The Good Samaritan (Luke 10). Unlike those who were outwardly pious, he took the time to help a person in need using his own resources and time to gain no advantage for self but only to help a person who needed help.
Barnabas (Acts 4). He saw the needs of his brethren so he sold his land, gave all the money to the Lord's cause so that those in need might have relief.
Paul (Galatians 2:20). Paul selflessly gave himself to the Lord setting an example for all those who would be the kind of disciples the Lord wants.
Jesus. The Son of God selflessly left heaven and came to this world to give Himself as a sacrifice for man's sins (Phil. 2:1-8). He had no selfish motives in His actions.
We cite Galatians 2:20 where the apostle Paul said he was no longer living, but that Christ was living in him. What this means is that he had selflessly given control of his life over to Christ and became obedient to Jesus in all things. We can, and must, do the same. Putting self to death is accomplished by:
Self-denial (Matt. 16:24; Luke 9:23). One denies self by esteeming others better than self (Phil. 2:3; John 13:3-17) and humbling oneself before God (1 Pet. 5:6).

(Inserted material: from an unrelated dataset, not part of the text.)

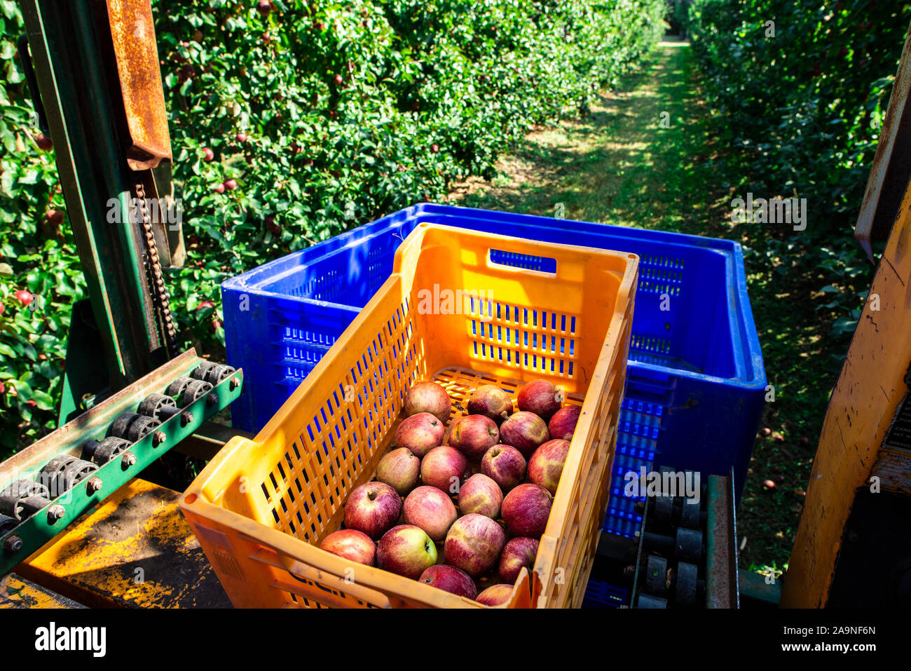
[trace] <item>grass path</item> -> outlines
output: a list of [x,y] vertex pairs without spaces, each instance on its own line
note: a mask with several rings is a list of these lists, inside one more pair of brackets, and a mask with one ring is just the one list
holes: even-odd
[[[781,232],[731,222],[730,201],[745,192],[746,178],[716,145],[691,58],[686,43],[661,43],[617,90],[592,105],[590,116],[535,130],[501,160],[496,178],[457,184],[452,200],[545,216],[562,209],[567,219],[744,245],[766,371],[779,397],[767,404],[753,449],[738,542],[745,543],[742,566],[780,571],[793,542],[837,359],[819,336],[820,313],[793,306],[816,300],[819,286],[831,280],[804,269],[776,269],[767,246]],[[763,485],[768,479],[773,489]]]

Self-control (Prov. 16:32; Gal. 5:23; 2 Pet. 1:6). One who exercises proper self-control is one who brings every thought and action into conformity with the will of God.
Self-sacrifice (2 Cor. 8:5; Rom. 12:1-2). Christians are to be "living sacrifices" unto God-living each day to accomplish the good works for which they were created so that Father and Son might be glorified in them.